Before the Internet became popular, Citigroup job recruiter Judith S. Becker used to advertise open positions in a major newspaper and get 20 to 30 responses a week.

Today she posts listings on career Web sites and gets 20 to 30 resumes a day, from candidates of the same caliber.

The Internet is "changing the look of recruiting," said Ms. Becker, vice president of staff management at Citicorp credit services in Hagerstown, Md. "It is quick, efficient, cost-effective, and just makes sense."

Because the Internet reaches so many people and appeals to an educated audience, more banks are going on-line to find workers. Institutions of all sizes are using the network to seek tellers, financial analysts-even chief financial officers.

Human resource directors say career sites let them screen numerous resumes in a jiffy and forward e-mails from appealing candidates directly to hiring managers. The only noteworthy difference between on-line respondents and others is the percentage of people who apply from foreign countries.

As finding qualified job candidates becomes harder, "using Internet- based job posting and candidate search systems is critical," said Holly Kurtz, vice president of talent management at Wells Fargo & Co.

Wells Fargo uses several Web sites for on-line recruiting, including Career Mosaic, Monster Board, and E-Span.

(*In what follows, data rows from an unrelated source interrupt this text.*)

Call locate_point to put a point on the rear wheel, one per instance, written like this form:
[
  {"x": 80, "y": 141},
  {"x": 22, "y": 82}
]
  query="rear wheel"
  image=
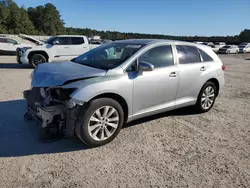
[
  {"x": 37, "y": 59},
  {"x": 99, "y": 122},
  {"x": 206, "y": 97}
]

Ms. Kurtz said posting job openings on the Internet complements traditional ways of searching for candidates, who "expect progressive companies to use this technology."

Recent college graduates take it for granted that a job hunt will include some Web surfing, Ms. Kurtz said. The Internet "will continue to grow in importance as a key source for talent," she said.

Some headhunters post sites exclusively for financial services companies, but more common are broad-based job markets with sections for different industries.

One of the broader sites, Career Mosaic, says it gets 500,000 visits a day, up from 10,000 a day when the site opened in 1994. About 2,500 companies list positions.

Bruce Skillings, executive vice president of New York-based Career Mosaic, said the "rapid explosion of Web sites with job postings" has made life easier for job seekers and employers.

Most recruiters and candidates continue to rely on traditional avenues- including newspaper advertisements and job fairs-but the Web can offer appealing enhancements. For example, Career Mosaic's alert system lets job seekers type in certain criteria-whether they are willing to relocate, whether they want on-site day care-and get e-mail notifications about openings that meet their needs.

The cost depends on how many jobs a company chooses to list, but is usually less expensive than newspaper ads. Career Mosaic charges $160 for a 30-day posting of a single job down to $20 apiece for many listings.

Unlike newspapers, Web sites do not charge extra for long ads. Human resource executives say the ability to fully describe a position cuts down on the number of unqualified applicants.

Ms. Becker of Citicorp said Web ads have saved money for her division. The unit used to spend thousands a year for want ads in local papers, but longer listings on the Internet run about $22 each.

Since the middle of last year, Ms. Becker's group has been posting open positions on-line every week. People who apply for technical jobs promptly receive a return e-mail with a questionnaire.

The medium is so fast that Ms. Becker can post a job one day and set up interviews one or two days later "without having to leave my desk."

Newspapers-including American Banker - and trade groups also put job openings on-line. The American Bankers Association began offering this service last year.

Positions listed on the ABA's site are mostly in middle and upper management. On a typical day, the site lists 30 job openings and 600 resumes, according to Van Ditthavong, project manager for the ABA's career services site.

"The quality of job candidates is much better than if the institution goes the newspaper route, because the site is specifically geared toward financial candidates," Mr. Ditthavong said.